# San Francisco Bee shrimp.



## sfshrimp1 (Nov 22, 2010)

Hi. I am new to this forum. 
I have been keeping bee shrimp for the last couple of years. We have great water in the bay area that shrimp love. Good quality shrimp is hard to come by. 
Started with 2 S grade Taiwan bee shrimp. Threw those in a tank with a half dozen CBS and the rest was history. Here are a couple if pics...
Calvin


----------



## JTang (Apr 21, 2010)

They look awesome!
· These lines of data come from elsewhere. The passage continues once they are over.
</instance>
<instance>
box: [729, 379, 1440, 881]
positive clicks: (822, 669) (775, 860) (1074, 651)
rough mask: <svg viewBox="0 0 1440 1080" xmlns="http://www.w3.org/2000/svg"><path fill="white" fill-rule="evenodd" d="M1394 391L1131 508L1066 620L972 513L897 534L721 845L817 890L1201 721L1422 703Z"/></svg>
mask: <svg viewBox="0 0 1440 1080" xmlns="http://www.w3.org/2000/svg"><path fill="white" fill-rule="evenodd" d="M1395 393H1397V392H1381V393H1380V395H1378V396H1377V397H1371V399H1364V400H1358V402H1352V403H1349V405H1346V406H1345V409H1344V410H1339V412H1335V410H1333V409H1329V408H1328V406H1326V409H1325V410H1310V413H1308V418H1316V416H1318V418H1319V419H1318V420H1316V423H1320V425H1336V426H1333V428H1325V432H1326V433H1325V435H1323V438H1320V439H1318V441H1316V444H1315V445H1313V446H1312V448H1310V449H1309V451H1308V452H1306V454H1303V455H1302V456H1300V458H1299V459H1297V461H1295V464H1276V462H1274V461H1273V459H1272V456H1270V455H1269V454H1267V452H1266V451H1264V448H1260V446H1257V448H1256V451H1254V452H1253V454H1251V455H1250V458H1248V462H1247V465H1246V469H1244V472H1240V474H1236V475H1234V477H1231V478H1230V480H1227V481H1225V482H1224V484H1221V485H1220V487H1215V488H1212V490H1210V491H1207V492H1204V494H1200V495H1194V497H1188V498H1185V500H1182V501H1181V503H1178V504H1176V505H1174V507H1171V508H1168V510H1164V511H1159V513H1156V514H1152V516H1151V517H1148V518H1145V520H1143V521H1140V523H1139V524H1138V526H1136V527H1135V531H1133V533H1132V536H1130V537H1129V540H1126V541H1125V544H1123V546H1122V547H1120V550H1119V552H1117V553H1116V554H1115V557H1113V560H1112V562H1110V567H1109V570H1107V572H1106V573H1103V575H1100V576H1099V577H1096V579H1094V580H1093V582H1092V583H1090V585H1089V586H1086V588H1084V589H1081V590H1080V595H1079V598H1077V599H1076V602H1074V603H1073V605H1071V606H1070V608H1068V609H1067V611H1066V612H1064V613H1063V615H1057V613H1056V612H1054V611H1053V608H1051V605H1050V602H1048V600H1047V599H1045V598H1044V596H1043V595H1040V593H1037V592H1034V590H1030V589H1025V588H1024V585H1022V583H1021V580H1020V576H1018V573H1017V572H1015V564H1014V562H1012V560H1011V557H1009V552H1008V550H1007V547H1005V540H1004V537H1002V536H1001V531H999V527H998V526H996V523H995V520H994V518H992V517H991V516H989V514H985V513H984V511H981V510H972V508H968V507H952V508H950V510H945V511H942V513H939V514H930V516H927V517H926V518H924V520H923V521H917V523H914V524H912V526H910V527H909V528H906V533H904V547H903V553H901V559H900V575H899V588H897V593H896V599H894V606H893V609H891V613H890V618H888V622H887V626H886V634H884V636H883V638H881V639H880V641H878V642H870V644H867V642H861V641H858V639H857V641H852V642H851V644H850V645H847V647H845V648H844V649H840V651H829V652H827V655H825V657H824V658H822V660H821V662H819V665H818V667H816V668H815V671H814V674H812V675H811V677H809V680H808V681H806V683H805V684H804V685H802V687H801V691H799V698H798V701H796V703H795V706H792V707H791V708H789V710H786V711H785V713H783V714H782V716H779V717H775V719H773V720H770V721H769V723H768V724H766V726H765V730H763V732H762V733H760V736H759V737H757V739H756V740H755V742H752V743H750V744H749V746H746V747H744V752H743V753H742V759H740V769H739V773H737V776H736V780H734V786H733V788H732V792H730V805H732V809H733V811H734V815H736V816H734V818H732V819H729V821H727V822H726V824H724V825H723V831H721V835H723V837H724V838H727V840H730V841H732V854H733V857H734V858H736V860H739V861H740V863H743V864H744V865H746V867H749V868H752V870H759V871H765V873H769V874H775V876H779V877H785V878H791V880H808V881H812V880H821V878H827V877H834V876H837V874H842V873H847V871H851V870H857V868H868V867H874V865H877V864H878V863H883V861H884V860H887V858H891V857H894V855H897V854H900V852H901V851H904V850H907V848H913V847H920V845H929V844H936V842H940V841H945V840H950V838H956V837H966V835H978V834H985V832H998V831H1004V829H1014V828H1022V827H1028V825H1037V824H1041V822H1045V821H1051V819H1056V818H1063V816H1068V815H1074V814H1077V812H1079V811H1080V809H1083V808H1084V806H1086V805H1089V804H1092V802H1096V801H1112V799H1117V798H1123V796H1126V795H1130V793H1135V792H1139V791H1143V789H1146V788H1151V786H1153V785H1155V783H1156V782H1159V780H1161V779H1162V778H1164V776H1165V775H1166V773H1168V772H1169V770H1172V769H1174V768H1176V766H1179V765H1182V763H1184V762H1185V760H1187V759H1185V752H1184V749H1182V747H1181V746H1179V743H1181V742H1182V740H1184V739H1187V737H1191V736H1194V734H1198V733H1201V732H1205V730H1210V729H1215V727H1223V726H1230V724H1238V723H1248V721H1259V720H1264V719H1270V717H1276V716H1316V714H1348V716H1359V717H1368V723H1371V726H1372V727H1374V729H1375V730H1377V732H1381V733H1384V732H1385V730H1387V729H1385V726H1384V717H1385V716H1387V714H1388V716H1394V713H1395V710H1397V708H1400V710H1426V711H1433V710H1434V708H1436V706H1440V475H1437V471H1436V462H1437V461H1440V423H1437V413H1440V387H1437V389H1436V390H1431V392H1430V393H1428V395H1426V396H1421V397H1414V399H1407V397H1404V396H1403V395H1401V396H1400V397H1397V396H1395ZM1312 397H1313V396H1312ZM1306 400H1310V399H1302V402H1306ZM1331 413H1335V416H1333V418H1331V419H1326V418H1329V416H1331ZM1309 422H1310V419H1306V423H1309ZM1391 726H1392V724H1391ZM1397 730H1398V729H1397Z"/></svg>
Great job!


----------



## MananaP (Apr 22, 2010)

Nice shrimps bro, winter is here it's always better for the shrimps.


----------



## fraggalrock (Apr 21, 2010)

Very nice shrimps! Welcome to BCA

Sherry


----------



## plantedinvertz (Apr 21, 2010)

Ooh Niiice Shrimp; Welcome!


----------



## effox (Apr 21, 2010)

Nice shrimp man. You should see if someone will ship from BC. In our lower mainland alone we have multiple people with very high grade shrimp.


----------



## Ursus sapien (Apr 21, 2010)

welcome to the 'hood.

beautiful shrimp.


----------



## djamm (Sep 25, 2010)

Great looking shrimp!!!


----------